Yes, they can…

In a previous post, following up on an Elder of Ziyon exclusive, I asked Why can’t Hanan Ashrawi’s Miftah apologize for publishing antisemitism?

Well, it now appears, yes they can apologize – according to this Times of Israel report:

A Palestinian nonprofit organization has removed an article from its website that accused Jews of using “the blood of Christians in the Jewish Passover.”

The Miftah organization, founded by Palestinian lawmaker Hanan Ashrawi and funded by European and Western governments, reportedly apologized for publishing the article, after first refusing to apologize and condemning the Jewish bloggers who publicized the article.

The apology was first reported by Adam Kredo at the Washington Free Beacon.

The apology expressed the organization’s “sincerest regret.”

“It has become clear to us after investigating this incident that the article was accidentally and incorrectly published by a junior staff member. The said staffer has been reprimanded and all our staff has been informed as to the disgusting and repulsive phenomena of blood libel or accusation, including its use against Jews. Dr. Hanan Ashrawi, as founder, has nothing to do with the day to day management at Miftah and was no way involved in this incident,” the apology issued Monday said.

The original article in Arabic by Nawaf Al Zaru was first exposed by the Elder of Ziyon blog. It criticized President Obama for his tribute to Passover, by holding a seder in the White House.

“Does Obama in fact know the relationship, for example, between ‘Passover’ and ‘Christian blood’..?! Or ‘Passover’ and ‘Jewish blood rituals?!’” read the article posted March 27. “Much of the chatter and gossip about historical Jewish blood rituals in Europe are real and not fake as they claim; the Jews used the blood of Christians in the Jewish Passover.”
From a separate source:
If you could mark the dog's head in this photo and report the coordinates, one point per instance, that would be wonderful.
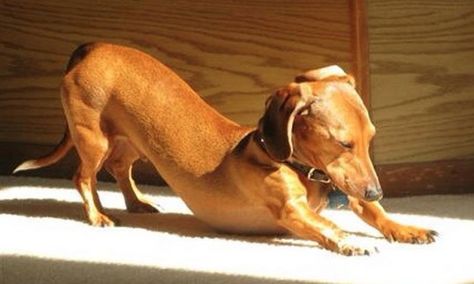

Miftah on March 30 defended the publishing of the article in a statement on its website, calling it a “smear campaign.”

Miftah receives government funding from countries including Switzerland, Sweden, Denmark, the Netherlands, Italy, Austria, Germany, Ireland, and Norway, and from US-funded NGOs that receive government funding, NGO Monitor reported.

Clearly the Elder’s campaign – that so called “smear campaign” – was effective. Well done to the Elder. As for the apology, it’s late, so late, but better than before. You have to wonder why they did not do the right thing first time around. (And you have to hope that other organizations will at least think twice before spreading such poison again.)

I also hope that more Western organizations – especially the media and funders – take notice of the different message that organizations like Miftah package for their English language and Arabic language audiences. Pay attention, guys!

I await the Elder’s follow up to this notable victory for him – and common sense.